Hari Jumat di Sapporo

#Yuki 3

“Uki kun, ashita yasumi dane. Mosuku e ikuno? (Uki, besok libur ya. Pergi ke masjid ya?)” Tanya Katagiri san, teman saya ketika istirahat makan siang tadi.

“Hai, ashita Sapporo mosuku e kinyoubi no reihai ni ikimasu (Ya, besok saya mau pergi shalat jumat ke masjid Sapporo)” Jawab saya.

Hari-hari berjalan dengan bekerja sekaligus belajar di tanah yang penuh dengan salju ini.

Belum pernah saya membayangkan, berangkat dan pulang kerja ditemani hamparan salju dimana-mana.
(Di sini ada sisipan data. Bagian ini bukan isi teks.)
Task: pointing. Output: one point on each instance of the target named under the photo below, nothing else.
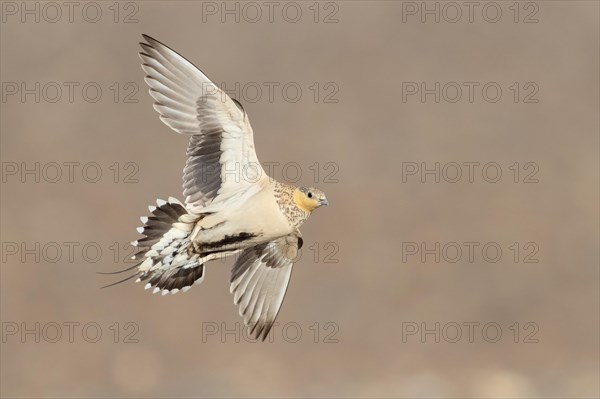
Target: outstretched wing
(259, 280)
(221, 160)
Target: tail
(164, 258)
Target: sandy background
(358, 276)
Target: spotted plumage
(231, 206)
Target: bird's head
(309, 198)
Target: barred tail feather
(164, 260)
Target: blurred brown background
(371, 295)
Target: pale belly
(256, 221)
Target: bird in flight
(232, 207)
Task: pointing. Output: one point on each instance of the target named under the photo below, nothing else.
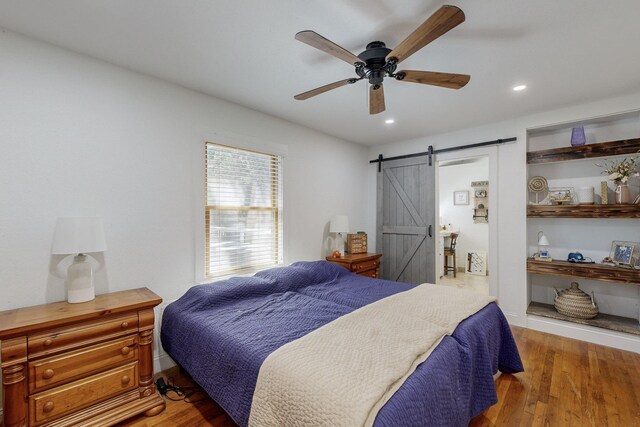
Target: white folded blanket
(344, 372)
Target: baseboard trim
(514, 319)
(162, 362)
(584, 333)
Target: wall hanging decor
(461, 197)
(538, 185)
(476, 263)
(480, 201)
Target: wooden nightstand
(362, 264)
(79, 364)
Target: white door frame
(492, 153)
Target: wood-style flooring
(565, 383)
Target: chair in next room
(450, 251)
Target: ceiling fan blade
(448, 80)
(376, 100)
(443, 20)
(316, 40)
(323, 89)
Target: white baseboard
(515, 320)
(584, 333)
(162, 362)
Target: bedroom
(107, 105)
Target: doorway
(464, 218)
(406, 214)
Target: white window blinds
(243, 216)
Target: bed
(222, 333)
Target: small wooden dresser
(362, 264)
(88, 364)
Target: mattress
(222, 332)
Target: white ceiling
(566, 51)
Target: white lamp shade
(78, 235)
(543, 241)
(339, 224)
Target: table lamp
(339, 225)
(79, 236)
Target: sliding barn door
(406, 220)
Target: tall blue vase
(577, 137)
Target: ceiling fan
(378, 61)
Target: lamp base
(80, 281)
(340, 244)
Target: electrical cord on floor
(176, 393)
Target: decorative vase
(578, 137)
(622, 194)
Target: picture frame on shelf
(625, 253)
(562, 195)
(461, 197)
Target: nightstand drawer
(52, 404)
(55, 340)
(367, 265)
(56, 370)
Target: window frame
(276, 166)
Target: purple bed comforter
(221, 333)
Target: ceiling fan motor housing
(375, 66)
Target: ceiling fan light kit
(377, 61)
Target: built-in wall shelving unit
(606, 321)
(602, 149)
(602, 272)
(588, 225)
(583, 211)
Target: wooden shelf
(589, 271)
(583, 211)
(602, 149)
(605, 321)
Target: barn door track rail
(430, 152)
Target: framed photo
(562, 195)
(625, 253)
(461, 197)
(476, 263)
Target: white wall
(458, 177)
(512, 196)
(81, 137)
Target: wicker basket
(357, 243)
(575, 303)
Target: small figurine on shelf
(543, 253)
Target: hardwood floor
(565, 383)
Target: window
(243, 216)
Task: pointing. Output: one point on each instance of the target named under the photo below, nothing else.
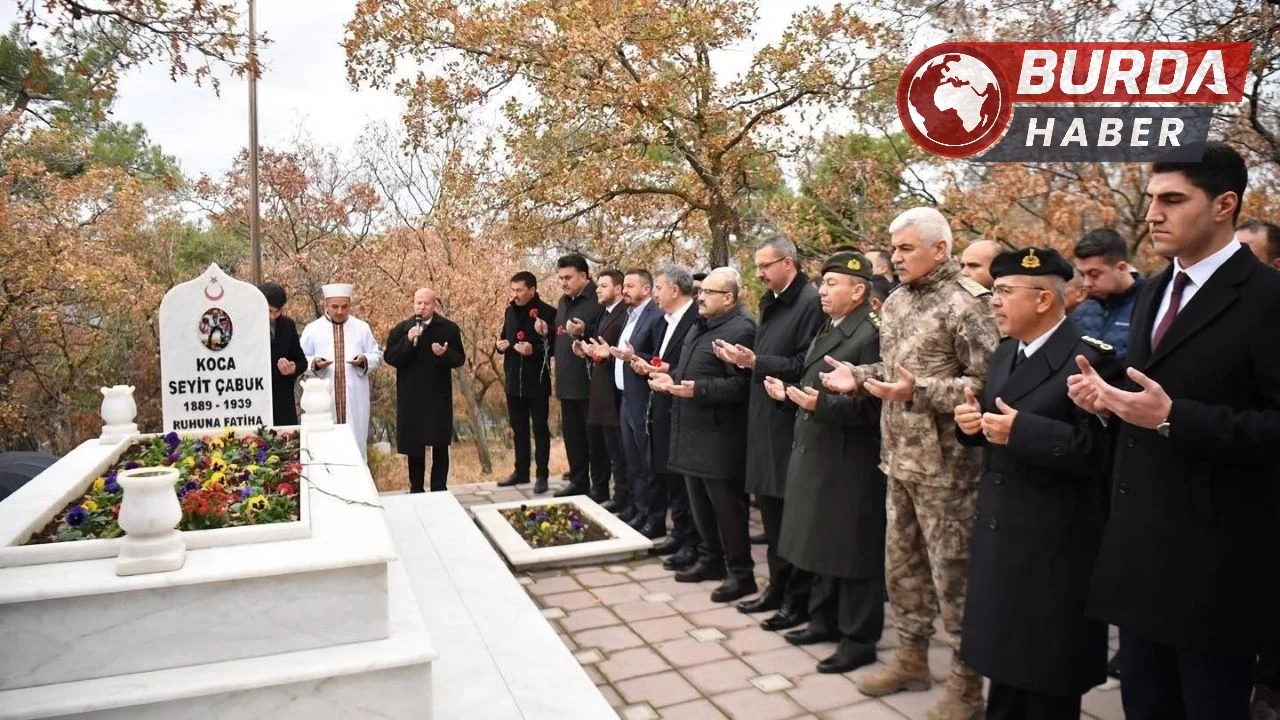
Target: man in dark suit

Atap rumah, jalan, parkiran sepeda, semua penuh dengan salju. Di beberapa tempat parkiran sepeda, bahkan ada sepeda yang terjebak salju yang telah membeku.

Entah, kapan sepeda itu bisa diambil. Apalagi seperti hari ini, salju turun dari pagi sampai malam. Saat saya pulang kerja pun, hujan salju masih sedemikian lebatnya.

Inilah babak baru dalam kehidupan saya selanjutnya. Boleh jadi, cerita demi cerita akan tergurat di atas tanah yang masa bersaljunya cukup lama dibanding dengan daerah lain di negeri matahari terbit ini.

Salah satunya adalah tentang shalat jumat.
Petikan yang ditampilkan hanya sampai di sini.